Thank you Flowers summed up my feelings on this thread very well. He is a good, kind, funny, thoughtful, handsome man who goes above and beyond for me practically every day. I certainly didn't expect to come on here and have people absolutely convinced that my DP, a man they don't know from Adam is seeing prostitutes, taking drugs, conspiring behind my back, cheating on me let alone that he is only with me for my money... (my paltry 25k salary... Hardly) despite the fact that when he was the main earner he was very good about it.

I don't think this thread was very helpful, we are genuinely happy, this is the only argument we've had for about 3 years and really, it's quite a minor thing. Yes, we need to discuss in more detail but the absolute screams of LTB are over the top completely.

I appreciate everyone posting and trying to help but not every man who has a couple of small perfections is an abusive, cheating, drug addicted cunt!!!

OP posts:
Elbeagle · 02/01/2020 19:40

Crack on then OP Smile. Hope you sort it with a little chat.

SleightOfMind · 02/01/2020 21:21

This has reminded me of a row I had with DH years ago.
Although he was very keen for me to meet his family and family friends, he seemed reluctant to have me spend any time with a specific group of his single male friends.

It turned out to be him feeling insecure about himself and worrying that, if I saw him in a bad light, he might lose me.
Daft Loon that he was.
There could be loads of reasons your radar has picked up that he he has an issue with this. Sometimes a good old row is the only way to bust things open for an honest conversation.
He’s behaving weirdly and it’s made you feel bad. You need to talk kindly to each other about it.
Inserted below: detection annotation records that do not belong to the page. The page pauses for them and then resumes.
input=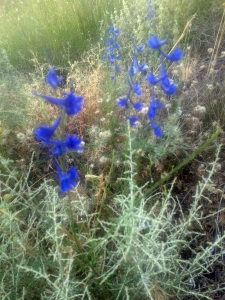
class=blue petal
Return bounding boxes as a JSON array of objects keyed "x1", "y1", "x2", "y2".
[
  {"x1": 150, "y1": 121, "x2": 163, "y2": 137},
  {"x1": 131, "y1": 101, "x2": 143, "y2": 110},
  {"x1": 45, "y1": 68, "x2": 63, "y2": 89},
  {"x1": 34, "y1": 117, "x2": 61, "y2": 145},
  {"x1": 116, "y1": 96, "x2": 129, "y2": 109},
  {"x1": 145, "y1": 72, "x2": 161, "y2": 85},
  {"x1": 147, "y1": 34, "x2": 167, "y2": 50},
  {"x1": 162, "y1": 48, "x2": 183, "y2": 62},
  {"x1": 125, "y1": 116, "x2": 139, "y2": 126}
]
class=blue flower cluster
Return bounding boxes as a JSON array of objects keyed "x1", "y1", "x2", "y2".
[
  {"x1": 146, "y1": 0, "x2": 155, "y2": 28},
  {"x1": 102, "y1": 26, "x2": 120, "y2": 80},
  {"x1": 32, "y1": 68, "x2": 83, "y2": 193},
  {"x1": 117, "y1": 34, "x2": 183, "y2": 137}
]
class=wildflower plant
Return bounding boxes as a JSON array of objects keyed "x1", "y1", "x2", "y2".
[
  {"x1": 102, "y1": 25, "x2": 120, "y2": 80},
  {"x1": 32, "y1": 68, "x2": 83, "y2": 193},
  {"x1": 117, "y1": 34, "x2": 183, "y2": 137}
]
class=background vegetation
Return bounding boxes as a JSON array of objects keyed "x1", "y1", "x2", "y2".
[{"x1": 0, "y1": 0, "x2": 225, "y2": 300}]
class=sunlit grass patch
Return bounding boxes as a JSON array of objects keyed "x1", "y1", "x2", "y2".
[{"x1": 0, "y1": 0, "x2": 120, "y2": 69}]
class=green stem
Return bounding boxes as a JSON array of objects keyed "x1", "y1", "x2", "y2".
[{"x1": 135, "y1": 129, "x2": 222, "y2": 206}]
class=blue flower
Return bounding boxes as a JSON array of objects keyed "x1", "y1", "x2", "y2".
[
  {"x1": 32, "y1": 91, "x2": 83, "y2": 115},
  {"x1": 57, "y1": 167, "x2": 79, "y2": 193},
  {"x1": 116, "y1": 95, "x2": 129, "y2": 109},
  {"x1": 129, "y1": 80, "x2": 142, "y2": 96},
  {"x1": 161, "y1": 74, "x2": 177, "y2": 96},
  {"x1": 151, "y1": 121, "x2": 163, "y2": 137},
  {"x1": 147, "y1": 99, "x2": 163, "y2": 119},
  {"x1": 160, "y1": 58, "x2": 177, "y2": 96},
  {"x1": 134, "y1": 45, "x2": 145, "y2": 53},
  {"x1": 52, "y1": 135, "x2": 83, "y2": 151},
  {"x1": 45, "y1": 68, "x2": 63, "y2": 89},
  {"x1": 34, "y1": 117, "x2": 61, "y2": 145},
  {"x1": 130, "y1": 101, "x2": 143, "y2": 110},
  {"x1": 130, "y1": 53, "x2": 139, "y2": 76},
  {"x1": 161, "y1": 48, "x2": 183, "y2": 62},
  {"x1": 125, "y1": 116, "x2": 139, "y2": 126},
  {"x1": 115, "y1": 65, "x2": 120, "y2": 72},
  {"x1": 145, "y1": 72, "x2": 162, "y2": 85},
  {"x1": 109, "y1": 25, "x2": 120, "y2": 34},
  {"x1": 147, "y1": 34, "x2": 167, "y2": 50},
  {"x1": 49, "y1": 141, "x2": 66, "y2": 156},
  {"x1": 139, "y1": 63, "x2": 148, "y2": 72}
]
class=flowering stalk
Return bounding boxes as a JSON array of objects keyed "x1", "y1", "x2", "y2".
[
  {"x1": 32, "y1": 68, "x2": 83, "y2": 193},
  {"x1": 102, "y1": 26, "x2": 120, "y2": 80},
  {"x1": 117, "y1": 34, "x2": 183, "y2": 137}
]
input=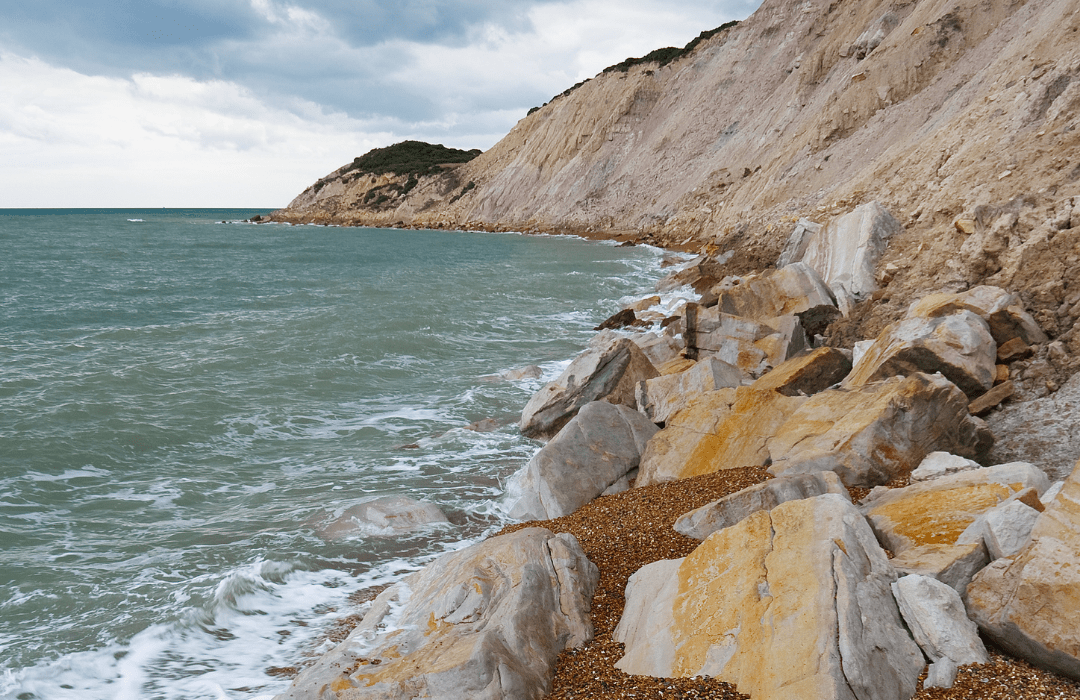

anothermamaa · 02/01/2020 21:34

That's good OP, sounds like a good chat with him would be the ticket. From everything else you've said he sounds like a reasonable guy who will listen to and respect your feelings .

When I posted earlier with my experience, the context with my ex was that he was going out all night multiple times a week and almost certainly has a drug and alcohol problem... He also refused to have a discussion about it . So much more extreme than your DP!

I think as long as you feel can have a good chat about it and take each other's feeling on board then you'll be fine.